VLSI sued Intel Corporation, alleging several of its microprocessors infringed the patent. The accused microprocessors feature cores and a bus connecting the cores. A controller can change the frequency of the bus or a core on the bus.
A jury didn’t find literal infringement of the patent but awarded VLSI $675 million for infringement under the doctrine of equivalents. Intel appealed to the U.S. Court of Appeals for the Federal Circuit, the appellate court that hears all patent-related appeals.
Insufficient evidence
The doctrine of equivalents provides a limited exception to the legal principle that a patent’s claim meaning defines the scope of rights conveyed by the patent. Essentially, it allows a finding of infringement even though the accused product doesn’t literally infringe a patent claim’s express terms. The infringement is instead based on an “equivalence” between elements of the accused product and the claimed elements of the patent invention. Use of the doctrine, the Federal Circuit has declared, should be “exceptional.”

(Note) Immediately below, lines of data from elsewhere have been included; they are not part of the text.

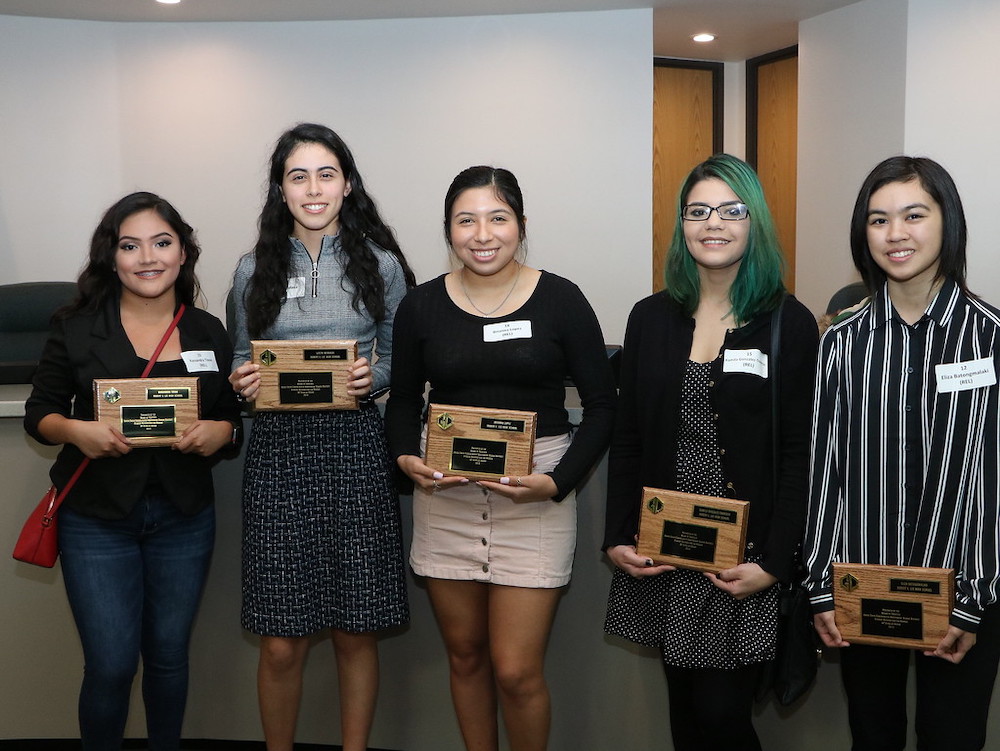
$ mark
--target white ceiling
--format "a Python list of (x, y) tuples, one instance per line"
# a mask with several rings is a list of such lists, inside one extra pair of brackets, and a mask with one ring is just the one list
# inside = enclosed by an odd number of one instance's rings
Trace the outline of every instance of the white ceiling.
[[(745, 60), (796, 43), (798, 22), (858, 0), (0, 0), (0, 14), (92, 21), (318, 21), (375, 18), (653, 11), (656, 55)], [(691, 35), (718, 39), (696, 44)]]

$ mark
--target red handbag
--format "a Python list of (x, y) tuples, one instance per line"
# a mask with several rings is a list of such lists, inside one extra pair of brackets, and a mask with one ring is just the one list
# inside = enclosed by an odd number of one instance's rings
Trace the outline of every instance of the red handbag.
[(76, 485), (77, 478), (83, 474), (83, 470), (88, 464), (90, 464), (90, 459), (84, 457), (59, 495), (56, 495), (55, 485), (45, 492), (41, 502), (31, 512), (24, 526), (21, 527), (21, 534), (17, 536), (17, 542), (14, 543), (15, 560), (45, 568), (52, 568), (56, 565), (56, 558), (59, 557), (56, 511), (59, 510), (63, 498)]
[[(160, 352), (167, 345), (167, 340), (177, 327), (177, 322), (181, 320), (182, 315), (184, 315), (183, 303), (177, 309), (177, 315), (174, 316), (174, 320), (167, 327), (167, 332), (163, 335), (163, 339), (160, 340), (153, 356), (146, 363), (146, 369), (142, 371), (142, 375), (139, 376), (140, 378), (145, 378), (149, 375), (149, 371), (153, 369), (156, 358), (160, 356)], [(58, 495), (56, 495), (55, 485), (45, 492), (42, 500), (35, 507), (35, 510), (31, 512), (24, 526), (21, 527), (21, 534), (17, 536), (13, 554), (15, 560), (45, 568), (52, 568), (56, 565), (56, 559), (59, 557), (56, 512), (59, 510), (59, 506), (62, 505), (63, 499), (66, 498), (69, 491), (76, 485), (76, 481), (80, 479), (80, 475), (83, 474), (83, 470), (86, 469), (88, 464), (90, 464), (90, 458), (84, 457), (83, 461), (80, 462), (80, 466), (76, 468), (73, 476), (69, 478), (66, 486)]]

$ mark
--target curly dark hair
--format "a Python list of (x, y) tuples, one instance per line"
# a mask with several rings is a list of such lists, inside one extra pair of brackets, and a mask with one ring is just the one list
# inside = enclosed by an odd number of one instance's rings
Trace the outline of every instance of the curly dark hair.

To limit the doctrine’s use, the patentee must establish, among other things, that the difference between the claimed invention and the accused product was insubstantial. According to the Federal Circuit, the determination of whether a substitute element is only insubstantially different from a claimed element — and therefore an equivalent — considers whether the substitute matches “the function, way, and result of the claimed element.”
In addition, the court has long demanded “specificity and completeness of proof.” The patentee must provide particularized testimony and linking argument on the insubstantiality of the differences between the products.
The Federal Circuit found that VLSI fell short on these two requirements. VLSI’s expert, the court acknowledged, presented his evidence for equivalence using the “function, way, result framework” — but his testimony was insufficient. It included no meaningful explanation of how the accused elements in question worked in substantially the same way as the patented elements.
The expert described the difference between the elements as a “design choice,” or just a matter of where an engineer draws a line on a schematic drawing used to illustrate functions. But, the court said, the focus should be on actual functionality-location differences. And labeling a difference a “design choice” didn’t begin to explain whether the difference in the way the functionalities are actually allocated between devices is an insubstantial one.
Verdict short circuits
The Federal Circuit concluded that VLSI’s evidence didn’t support its doctrine of equivalents theory as a matter of law, meaning that a jury couldn’t possibly come to a contrary conclusion. Therefore, the court reversed the infringement judgment.